The switch to digital was not without difficulties. Our student meetings had to be held virtually, which made discussions and disagreements very difficult to solve. These meetings also had to change due to the return home of some students, resulting in time differences. A digital exhibition also meant that the previous expectation for an opening event to be held at the exhibition space was no longer possible. Quick thinking and the availability of meeting-hosting technology meant that we were able to organise what I called the Zoom Gala. In a way, I believe that the Zoom Gala was a better opening event than we could have hoped for, as it allowed for attendees from anywhere in the world. As an international student myself, my parents were able to join the online event whereas they never would have been able to attend the physical gallery had it opened on schedule. I was not the only international student whose family was able to join the Zoom event, and I imagine that all parties were excited for the ability to attend.
One of the things that did not actually change very much was the social media plan that we had originally drafted in hopes of marketing to a larger audience about our exhibition. Our marketing team worked very hard to create funny and engaging posts, and even more so when the exhibition changed. The same tactic was employed in making our introductory video, and an as-yet unreleased blooper reel. Taking a page from the Museum of English Rural Life’s social media posts which sparked a meme trend in 2018 on Twitter (original tweet here), we hoped that the levity would be much needed and appreciated in the current worldly situation, providing information and appealing to the general public.
At the beginning of this programme I never imagined that any of this would be happening and that I would be part of creating an online student-led exhibition, but am glad of all of the experience I took from it, and the skills I sharpened in the process. My hope for this exhibition is that our hard work and deep interest and passion is reflected in every aspect of it, and that a wider audience might learn and benefit from it now that it is available online.

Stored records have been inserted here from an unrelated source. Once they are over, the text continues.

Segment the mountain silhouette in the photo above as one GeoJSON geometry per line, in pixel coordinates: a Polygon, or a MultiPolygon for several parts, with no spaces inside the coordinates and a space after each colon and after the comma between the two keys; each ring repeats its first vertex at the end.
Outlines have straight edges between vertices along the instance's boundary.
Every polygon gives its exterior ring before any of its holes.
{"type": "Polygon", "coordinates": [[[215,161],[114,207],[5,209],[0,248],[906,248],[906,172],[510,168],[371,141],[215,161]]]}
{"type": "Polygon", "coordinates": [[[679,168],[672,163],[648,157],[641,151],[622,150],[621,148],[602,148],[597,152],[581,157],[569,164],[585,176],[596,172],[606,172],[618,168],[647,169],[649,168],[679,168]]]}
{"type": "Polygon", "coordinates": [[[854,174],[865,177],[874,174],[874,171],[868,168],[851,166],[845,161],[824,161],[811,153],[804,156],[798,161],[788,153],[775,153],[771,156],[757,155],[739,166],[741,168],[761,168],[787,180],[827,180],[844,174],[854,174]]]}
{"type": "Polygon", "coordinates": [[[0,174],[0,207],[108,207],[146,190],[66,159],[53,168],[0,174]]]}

Rebecca Palomino ’20 is part of the #PandemicPostgrads from the University of Aberdeen’s Museum Studies MLitt programme. She was part of the Curating an Exhibition course and worked on the objects team during the planning of ‘Safekeeping’. She holds degrees in English and Latin literatures, and a Master’s degree in Ethnology in Folklore. Her writing style has been referred to as ‘whimsy’ and ‘quirky’ and she hopes to use that power for good in generating interesting and accessible academic writing. In her free time she roams Aberdeen in search of interesting street art, a good coffee and a peaceful place to knit.